Foto: Foto: Jacquelyn Martin/AP
Na mesma linha, o secretário da Defesa, Pete Hegseth, apresentou uma longa queixa sobre a cobertura da CNN da guerra no Oriente Médio durante uma conferência de imprensa na sexta-feira, 13, dizendo que ansiava por ver a rede de notícias controlada pelo bilionário David Ellison.
Ellison, que mantém uma relação de amizade com Trump, é o proprietário da Paramount Skydance, que pretende adquirir a Warner Bros. Discovery por 111 bilhões de dólares. Se o negócio for concretizado, a CNN passará para o comando do empresário, conhecido no mundo do jornalismo por ter reorganizado a liderança da CBS News, onde nomeou jornalistas mais conservadores.
Desde que assumiu a presidência da FCC, no início do mandato de Trump, Carr tem levantado a possibilidade de revogar licenças de emissoras devido a decisões de programação nas principais redes de televisão, que precisam de licenças da agência para operar.
Mas especialistas em regulamentação dos meios de comunicação afirmam que o processo de revogação de licenças é complexo e extremamente oneroso por natureza. A lei nacional de comunicações proíbe o governo de usar regulamentações para censurar.
Legisladores democratas e defensores da liberdade de expressão condenaram a ameaça de Carr como uma violação da Primeira Emenda. Nas redes sociais, a senadora Elizabeth Warren, de Massachusetts, classificou-a como “tirada diretamente do manual autoritário”, enquanto o senador Mark Kelly, do Arizona, afirmou que quando a nação está em guerra, “é fundamental que a imprensa seja livre para reportar sem interferência governamental”.

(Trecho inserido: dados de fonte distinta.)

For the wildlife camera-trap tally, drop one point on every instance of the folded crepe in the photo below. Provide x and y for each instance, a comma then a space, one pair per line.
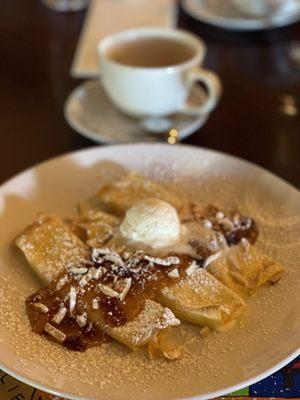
51, 247
202, 300
244, 269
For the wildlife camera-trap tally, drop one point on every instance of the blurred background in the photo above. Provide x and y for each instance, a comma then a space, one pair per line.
257, 58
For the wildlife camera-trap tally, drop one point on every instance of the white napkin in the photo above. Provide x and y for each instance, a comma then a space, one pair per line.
105, 17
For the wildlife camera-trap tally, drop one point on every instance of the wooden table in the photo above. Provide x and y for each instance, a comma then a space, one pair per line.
258, 118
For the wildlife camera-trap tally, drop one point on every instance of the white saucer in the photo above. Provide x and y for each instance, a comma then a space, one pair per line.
91, 114
223, 14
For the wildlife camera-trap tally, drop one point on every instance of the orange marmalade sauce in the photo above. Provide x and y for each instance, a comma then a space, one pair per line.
113, 287
147, 279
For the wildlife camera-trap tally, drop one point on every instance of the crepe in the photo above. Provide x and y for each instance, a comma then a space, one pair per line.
51, 247
244, 269
152, 319
94, 227
202, 300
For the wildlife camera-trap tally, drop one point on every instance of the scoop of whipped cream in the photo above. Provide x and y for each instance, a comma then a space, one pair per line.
152, 222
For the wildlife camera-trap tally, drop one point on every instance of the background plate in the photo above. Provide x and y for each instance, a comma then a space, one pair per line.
224, 15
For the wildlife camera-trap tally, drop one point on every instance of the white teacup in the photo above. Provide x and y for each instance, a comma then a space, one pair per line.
139, 88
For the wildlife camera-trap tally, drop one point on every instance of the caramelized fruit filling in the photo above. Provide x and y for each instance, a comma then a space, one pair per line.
116, 284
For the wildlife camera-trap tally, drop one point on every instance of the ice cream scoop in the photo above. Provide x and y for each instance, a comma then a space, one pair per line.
152, 222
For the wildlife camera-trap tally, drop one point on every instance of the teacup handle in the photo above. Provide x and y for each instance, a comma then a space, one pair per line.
214, 89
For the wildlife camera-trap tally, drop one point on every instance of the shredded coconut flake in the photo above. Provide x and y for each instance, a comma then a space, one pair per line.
54, 332
174, 273
211, 259
126, 289
95, 304
108, 291
60, 315
72, 299
191, 268
165, 262
81, 320
41, 307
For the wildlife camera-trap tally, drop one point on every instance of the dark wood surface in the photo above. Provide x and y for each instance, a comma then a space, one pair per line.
258, 117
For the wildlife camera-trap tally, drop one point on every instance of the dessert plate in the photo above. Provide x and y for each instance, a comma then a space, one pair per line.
224, 14
89, 112
267, 336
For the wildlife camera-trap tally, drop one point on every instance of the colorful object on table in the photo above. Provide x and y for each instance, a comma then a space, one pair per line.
281, 385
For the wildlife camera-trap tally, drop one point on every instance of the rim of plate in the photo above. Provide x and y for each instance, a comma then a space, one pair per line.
247, 382
240, 24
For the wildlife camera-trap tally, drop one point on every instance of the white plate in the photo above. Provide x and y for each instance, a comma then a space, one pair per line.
90, 113
223, 14
268, 336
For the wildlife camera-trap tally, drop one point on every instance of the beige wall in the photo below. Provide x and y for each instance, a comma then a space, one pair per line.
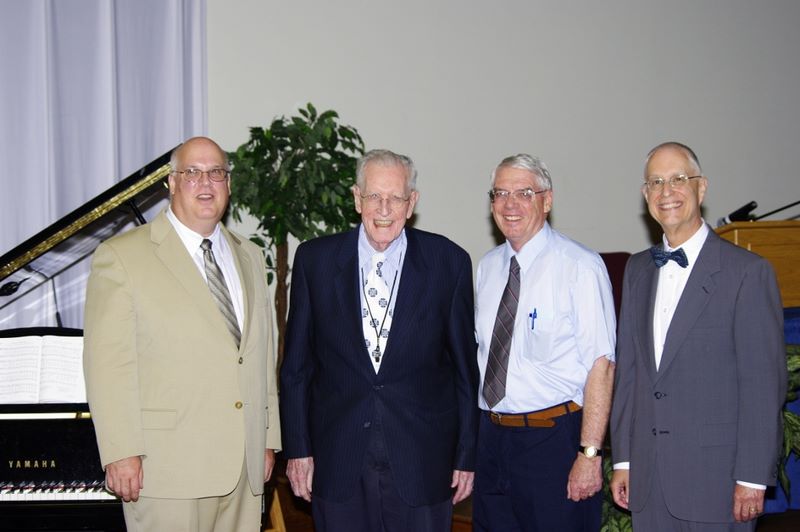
588, 86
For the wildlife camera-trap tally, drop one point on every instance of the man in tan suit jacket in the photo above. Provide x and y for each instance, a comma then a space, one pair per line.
186, 421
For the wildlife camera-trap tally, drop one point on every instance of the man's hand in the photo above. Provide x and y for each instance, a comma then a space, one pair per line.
585, 478
748, 503
301, 472
619, 487
125, 478
462, 482
269, 463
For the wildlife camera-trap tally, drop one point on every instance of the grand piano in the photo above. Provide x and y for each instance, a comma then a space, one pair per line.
50, 473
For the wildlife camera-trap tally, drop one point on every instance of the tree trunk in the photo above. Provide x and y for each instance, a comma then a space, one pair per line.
281, 294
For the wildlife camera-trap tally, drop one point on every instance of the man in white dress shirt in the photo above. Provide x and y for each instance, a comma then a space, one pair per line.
546, 331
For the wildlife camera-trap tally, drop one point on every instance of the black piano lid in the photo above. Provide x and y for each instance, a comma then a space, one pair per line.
76, 235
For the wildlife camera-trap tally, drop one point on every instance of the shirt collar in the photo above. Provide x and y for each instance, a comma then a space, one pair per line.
392, 253
190, 238
531, 249
692, 246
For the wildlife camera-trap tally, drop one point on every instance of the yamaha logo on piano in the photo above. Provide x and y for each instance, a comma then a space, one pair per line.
44, 463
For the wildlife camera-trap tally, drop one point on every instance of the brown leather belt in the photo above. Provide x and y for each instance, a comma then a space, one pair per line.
540, 418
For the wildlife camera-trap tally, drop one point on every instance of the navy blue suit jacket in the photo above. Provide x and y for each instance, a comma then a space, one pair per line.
426, 390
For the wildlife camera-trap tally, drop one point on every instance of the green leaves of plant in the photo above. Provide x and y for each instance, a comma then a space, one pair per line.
295, 176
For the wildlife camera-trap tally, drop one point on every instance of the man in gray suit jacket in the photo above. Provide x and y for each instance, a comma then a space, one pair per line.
701, 367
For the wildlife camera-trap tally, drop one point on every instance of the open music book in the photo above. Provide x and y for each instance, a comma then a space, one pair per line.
42, 369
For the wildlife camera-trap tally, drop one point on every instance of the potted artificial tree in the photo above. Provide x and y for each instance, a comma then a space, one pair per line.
295, 178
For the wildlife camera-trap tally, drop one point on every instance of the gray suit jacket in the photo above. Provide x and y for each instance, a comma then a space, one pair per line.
711, 414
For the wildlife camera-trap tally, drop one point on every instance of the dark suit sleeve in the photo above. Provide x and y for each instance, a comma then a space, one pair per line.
762, 375
463, 349
297, 367
624, 376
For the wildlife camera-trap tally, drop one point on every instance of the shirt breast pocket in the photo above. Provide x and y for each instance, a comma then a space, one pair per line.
537, 337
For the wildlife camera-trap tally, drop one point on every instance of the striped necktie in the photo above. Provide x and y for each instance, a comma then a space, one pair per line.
219, 291
494, 382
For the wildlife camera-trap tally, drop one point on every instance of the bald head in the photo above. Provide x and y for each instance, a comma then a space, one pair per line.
198, 202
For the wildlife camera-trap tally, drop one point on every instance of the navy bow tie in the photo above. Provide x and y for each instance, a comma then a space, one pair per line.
661, 257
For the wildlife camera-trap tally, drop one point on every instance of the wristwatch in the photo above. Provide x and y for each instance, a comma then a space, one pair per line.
590, 451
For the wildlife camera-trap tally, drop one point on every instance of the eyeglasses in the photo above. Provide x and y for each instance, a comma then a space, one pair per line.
194, 175
656, 183
376, 200
524, 194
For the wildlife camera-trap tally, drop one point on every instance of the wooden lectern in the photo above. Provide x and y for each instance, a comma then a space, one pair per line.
779, 243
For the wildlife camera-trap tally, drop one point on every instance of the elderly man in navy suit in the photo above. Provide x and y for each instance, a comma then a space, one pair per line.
379, 383
701, 367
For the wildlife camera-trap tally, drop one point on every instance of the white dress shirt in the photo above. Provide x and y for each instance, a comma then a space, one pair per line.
565, 320
671, 282
222, 254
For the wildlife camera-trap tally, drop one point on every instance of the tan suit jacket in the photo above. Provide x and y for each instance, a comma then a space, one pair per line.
164, 378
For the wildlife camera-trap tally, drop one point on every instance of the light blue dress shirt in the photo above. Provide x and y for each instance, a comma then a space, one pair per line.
565, 319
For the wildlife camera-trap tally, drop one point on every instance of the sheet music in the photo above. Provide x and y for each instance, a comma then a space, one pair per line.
20, 360
42, 369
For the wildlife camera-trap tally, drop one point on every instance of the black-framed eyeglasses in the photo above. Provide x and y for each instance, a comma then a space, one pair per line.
526, 194
194, 175
656, 183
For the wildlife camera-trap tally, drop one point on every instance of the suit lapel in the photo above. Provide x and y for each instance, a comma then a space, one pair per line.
411, 292
698, 290
175, 258
348, 292
647, 284
245, 271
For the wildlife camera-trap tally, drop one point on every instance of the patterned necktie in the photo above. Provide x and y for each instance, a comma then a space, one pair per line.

A Fundação para os Direitos Individuais e a Expressão, que defende os direitos à liberdade de expressão, afirmou num comunicado que o mandato de Carr como presidente da FCC tem sido marcado por sua disposição para intimidar e ameaçar a imprensa livre. A fundação classificou a última publicação do chefe da agência como “chocante” e “perigosa”.

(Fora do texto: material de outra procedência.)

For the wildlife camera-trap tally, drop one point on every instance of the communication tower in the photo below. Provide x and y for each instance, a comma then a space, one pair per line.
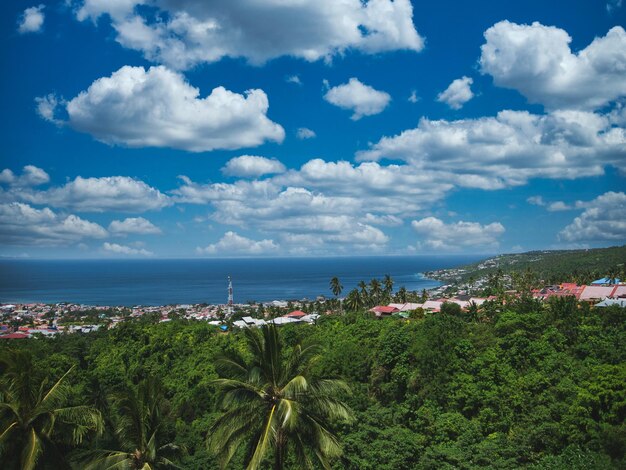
229, 310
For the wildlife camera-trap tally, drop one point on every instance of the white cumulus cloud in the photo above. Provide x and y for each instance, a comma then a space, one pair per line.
233, 244
603, 219
110, 193
252, 166
133, 225
362, 99
438, 235
508, 149
31, 176
537, 61
22, 224
32, 20
125, 250
184, 33
159, 108
458, 93
305, 133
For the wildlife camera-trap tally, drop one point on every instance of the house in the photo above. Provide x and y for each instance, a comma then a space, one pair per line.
407, 307
296, 314
432, 305
15, 336
594, 293
605, 281
611, 302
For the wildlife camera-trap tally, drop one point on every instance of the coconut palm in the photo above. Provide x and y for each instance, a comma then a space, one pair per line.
375, 290
336, 288
387, 286
402, 295
271, 402
35, 419
138, 416
353, 301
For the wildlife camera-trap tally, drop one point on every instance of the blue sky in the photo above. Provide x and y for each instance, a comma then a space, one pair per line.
161, 128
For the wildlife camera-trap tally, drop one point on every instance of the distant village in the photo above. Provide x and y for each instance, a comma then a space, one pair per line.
21, 321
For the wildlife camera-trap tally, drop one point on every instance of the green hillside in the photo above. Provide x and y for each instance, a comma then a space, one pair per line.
582, 266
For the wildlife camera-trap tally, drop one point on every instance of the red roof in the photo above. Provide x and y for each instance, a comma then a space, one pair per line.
14, 336
384, 309
296, 314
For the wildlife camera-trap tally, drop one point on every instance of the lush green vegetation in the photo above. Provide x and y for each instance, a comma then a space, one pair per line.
581, 266
522, 385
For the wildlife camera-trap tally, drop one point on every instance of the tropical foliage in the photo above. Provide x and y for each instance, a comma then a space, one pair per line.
507, 385
272, 402
36, 419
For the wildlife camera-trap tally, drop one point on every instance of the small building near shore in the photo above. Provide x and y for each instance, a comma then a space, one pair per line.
383, 310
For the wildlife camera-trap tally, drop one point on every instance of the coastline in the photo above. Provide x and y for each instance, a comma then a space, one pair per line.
175, 282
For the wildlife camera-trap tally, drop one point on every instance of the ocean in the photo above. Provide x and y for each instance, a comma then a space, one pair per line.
189, 281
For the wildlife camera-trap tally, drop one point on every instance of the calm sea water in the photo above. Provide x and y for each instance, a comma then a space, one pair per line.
162, 282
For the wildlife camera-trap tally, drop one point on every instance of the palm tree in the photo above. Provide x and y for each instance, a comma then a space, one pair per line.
353, 301
364, 292
402, 295
272, 401
387, 286
138, 418
375, 290
35, 418
336, 288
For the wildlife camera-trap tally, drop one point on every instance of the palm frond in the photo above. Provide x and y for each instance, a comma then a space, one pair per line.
269, 434
32, 451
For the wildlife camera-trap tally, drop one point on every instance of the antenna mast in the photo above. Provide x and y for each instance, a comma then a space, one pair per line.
229, 310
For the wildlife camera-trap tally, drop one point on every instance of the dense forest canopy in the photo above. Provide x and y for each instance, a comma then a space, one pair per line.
526, 385
549, 267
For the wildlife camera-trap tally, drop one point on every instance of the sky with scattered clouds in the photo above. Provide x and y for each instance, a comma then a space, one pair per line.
159, 128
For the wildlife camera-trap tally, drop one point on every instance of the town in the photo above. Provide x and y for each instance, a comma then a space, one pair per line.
26, 320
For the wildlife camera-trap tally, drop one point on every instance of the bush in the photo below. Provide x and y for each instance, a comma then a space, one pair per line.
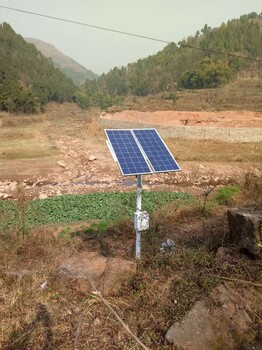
225, 194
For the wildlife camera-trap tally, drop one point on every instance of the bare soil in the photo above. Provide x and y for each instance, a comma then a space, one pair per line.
49, 154
224, 119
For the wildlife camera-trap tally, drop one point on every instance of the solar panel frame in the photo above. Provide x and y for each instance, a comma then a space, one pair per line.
159, 156
128, 153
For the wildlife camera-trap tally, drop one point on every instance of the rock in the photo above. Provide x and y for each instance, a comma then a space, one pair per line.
107, 273
245, 228
4, 195
42, 196
61, 163
219, 327
91, 158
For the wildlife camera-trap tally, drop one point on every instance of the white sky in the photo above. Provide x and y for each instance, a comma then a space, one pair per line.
98, 50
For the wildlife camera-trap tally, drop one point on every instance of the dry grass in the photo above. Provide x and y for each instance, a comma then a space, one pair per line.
216, 151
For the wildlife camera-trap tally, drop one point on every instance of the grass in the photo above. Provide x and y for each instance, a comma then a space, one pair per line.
164, 288
77, 208
218, 151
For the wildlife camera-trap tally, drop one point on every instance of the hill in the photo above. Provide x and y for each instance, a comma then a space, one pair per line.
195, 63
28, 80
67, 65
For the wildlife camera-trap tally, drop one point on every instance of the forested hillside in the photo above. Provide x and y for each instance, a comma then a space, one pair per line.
67, 65
195, 63
28, 80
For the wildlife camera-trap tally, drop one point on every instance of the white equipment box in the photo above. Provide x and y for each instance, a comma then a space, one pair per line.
141, 220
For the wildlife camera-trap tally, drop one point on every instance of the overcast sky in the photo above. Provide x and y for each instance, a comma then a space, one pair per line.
98, 50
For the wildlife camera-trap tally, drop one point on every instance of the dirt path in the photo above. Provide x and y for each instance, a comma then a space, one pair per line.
240, 119
80, 161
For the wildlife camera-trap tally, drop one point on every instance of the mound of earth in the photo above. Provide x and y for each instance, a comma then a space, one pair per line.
240, 119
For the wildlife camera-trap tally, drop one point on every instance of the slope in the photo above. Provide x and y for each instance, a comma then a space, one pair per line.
67, 65
28, 80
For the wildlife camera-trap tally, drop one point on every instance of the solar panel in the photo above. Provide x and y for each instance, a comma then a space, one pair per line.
127, 152
156, 151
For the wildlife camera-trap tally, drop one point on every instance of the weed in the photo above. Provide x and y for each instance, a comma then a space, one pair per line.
252, 186
226, 194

Os comentários de Carr no sábado seguem um padrão que, segundo críticos, é perigoso e o posiciona como um censor nacional. O programa “Jimmy Kimmel Live!” foi temporariamente retirado do ar depois de ele ter contestado algumas falas do apresentador da ABC. Carr também sugeriu que a FCC deveria investigar o talk show diurno da emissora, “The View”, devido ao seu conteúdo político.
Em fevereiro, Stephen Colbert criticou duramente Carr e afirmou que sua emissora, a CBS, tinha-o impedido de transmitir uma entrevista com um candidato democrata na corrida ao Senado dos EUA devido a novas orientações da FCC sobre a igualdade de tempo de transmissão para candidatos.